ValeevGroup/tiledarray

Integration with Umpire 6.0.0

victor-anisimov opened this issue · 5 comments

I'm trying to replace old Umpire (ver 1.0) in TA with a newer one (ver 6.0.0), which includes SYCL/HIP/CUDA support for GPU, and I'm running into compilation/configuration issues when compiling for CUDA platform, V100. I'm using Intel icx/icpx compilers, which are basically clang equivalents. The TA code including old Umpire compiles for CUDA by using these compilers without problem. Making TA to compile Umpire 6.0.0 is where I run into compilation/configuration issues.

Umpire 6.0.0 requires a dozen of dependencies to be separately downloaded from github. This can be done with
git submodule init
git submodule update
manually issued in Umpire directory after Umpire is downloaded.

I'm trying to instruct TA/cmake to download those dependencies.

The script umpire.cmake that comes with TA includes a line
GIT_SUBMODULES "" # N.B. do not initialize modules!
in ExternalProject_Add(Umpire ...) portion of the umpire.cmake script.
With that in place, the downloaded Umpire code does not compile since parts of the code (dependencies) are missing.

To tell TA/cmake that they need to download Umpire dependencies, I modified the line
GIT_SUBMODULES "." # N.B. do not initialize modules!
so that TA/cmake will initialize the dependencies.

In the "original" case when I have GIT_SUBMODULES "" # N.B. do not initialize modules!
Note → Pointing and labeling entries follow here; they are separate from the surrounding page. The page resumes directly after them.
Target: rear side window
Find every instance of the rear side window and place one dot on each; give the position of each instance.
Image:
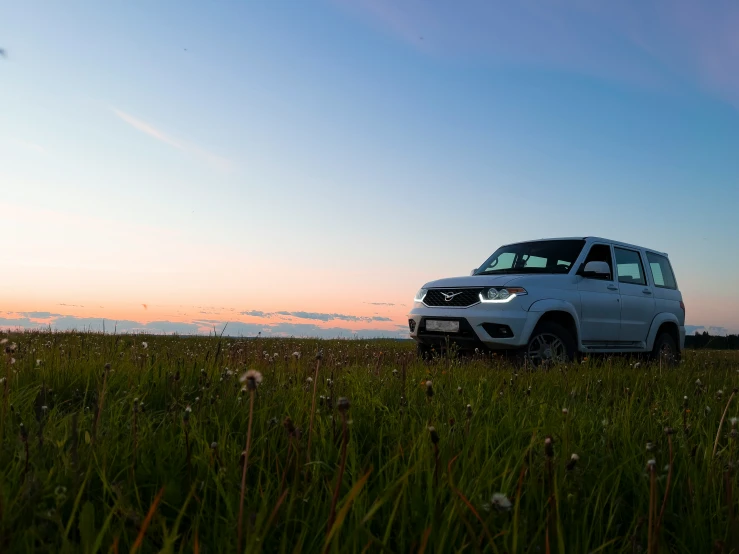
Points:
(630, 269)
(661, 271)
(601, 253)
TA/cmake autogenerates
set(init_submodules FALSE)
if(init_submodules)
execute_process(
COMMAND "/usr/bin/git" submodule update --recursive --init
WORKING_DIRECTORY "/home/vanisimov/tiledarray/tiledarray/build.gpu.icx/external/source/Umpire"
RESULT_VARIABLE error_code
)
endif()
in build/external/tmp, which does not download dependencies, so the follow up compilation fails.

In the "enabled" case when I have GIT_SUBMODULES "." # N.B. do not initialize modules! TA/cmake autogenerates
set(init_submodules TRUE)
if(init_submodules)
execute_process(
COMMAND "/usr/bin/git" submodule update --recursive --init .
WORKING_DIRECTORY "/home/vanisimov/tiledarray/tiledarray/build.gpu.icx/external/source/Umpire"
RESULT_VARIABLE error_code
)
endif()
which forces cmake to download dependencies. Indeed, inspecting the Umpire directory after executing make in directory build/ I see that the code in build/external/source/Umpire is complete.
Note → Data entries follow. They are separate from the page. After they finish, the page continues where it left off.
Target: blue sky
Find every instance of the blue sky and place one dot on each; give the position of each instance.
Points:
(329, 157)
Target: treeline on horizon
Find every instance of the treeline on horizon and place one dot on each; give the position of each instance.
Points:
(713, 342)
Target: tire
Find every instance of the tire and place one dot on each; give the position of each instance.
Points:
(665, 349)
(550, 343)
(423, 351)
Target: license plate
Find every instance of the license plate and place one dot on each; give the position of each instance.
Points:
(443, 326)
I see the advice in the code # N.B. do not initialize modules! but do not know what that means.
Heading that advice it would be best to issue git clone --recursive instead of usual git clone from cmake so that to avoid the use of submodules but I do not know how to do it from ExternalProject_Add(). Any suggestions?

What additionally confuses me is that the section "submodule update" is present in both autogenerated scripts, Umpire-gitclone.cmake and Umpire-gitupdate.cmake in build/extenal/tmp/

To be sure, I checked the line git submodule update --recursive --init . with manual compilation of Umpire 6.0.0, and it worked, and all tests passed. With that, I'm sure that the above line is identical to separately issued git submodule init and git submodule update. Using git clone --recursive instead of the usual git clone is much easier, though.

Although as we see it now that make properly downloads all parts of Umpire, it fails in the Umpire configuration step with an error message:

CMake Error at cmake/SetupUmpireThirdParty.cmake:66 (get_target_property):
get_target_property() called with non-existent target "cuda".
Call Stack (most recent call first):
CMakeLists.txt:157 (include)

CMake Error at cmake/SetupUmpireThirdParty.cmake:66 (get_target_property):
get_target_property() called with non-existent target "cuda_runtime".
Call Stack (most recent call first):
CMakeLists.txt:157 (include)

-- Host Shared Memory Disabled
-- Configuring incomplete, errors occurred!
See also "/home/vanisimov/tiledarray/tiledarray/build.gpu.icx/external/build/Umpire/CMakeFiles/CMakeOutput.log".
See also "/home/vanisimov/tiledarray/tiledarray/build.gpu.icx/external/build/Umpire/CMakeFiles/CMakeError.log".
CMakeOutput.log
CMakeError.log

I do not see anything in cmake log files clarifying the error message. Any help or suggestion would be greatly appreciated!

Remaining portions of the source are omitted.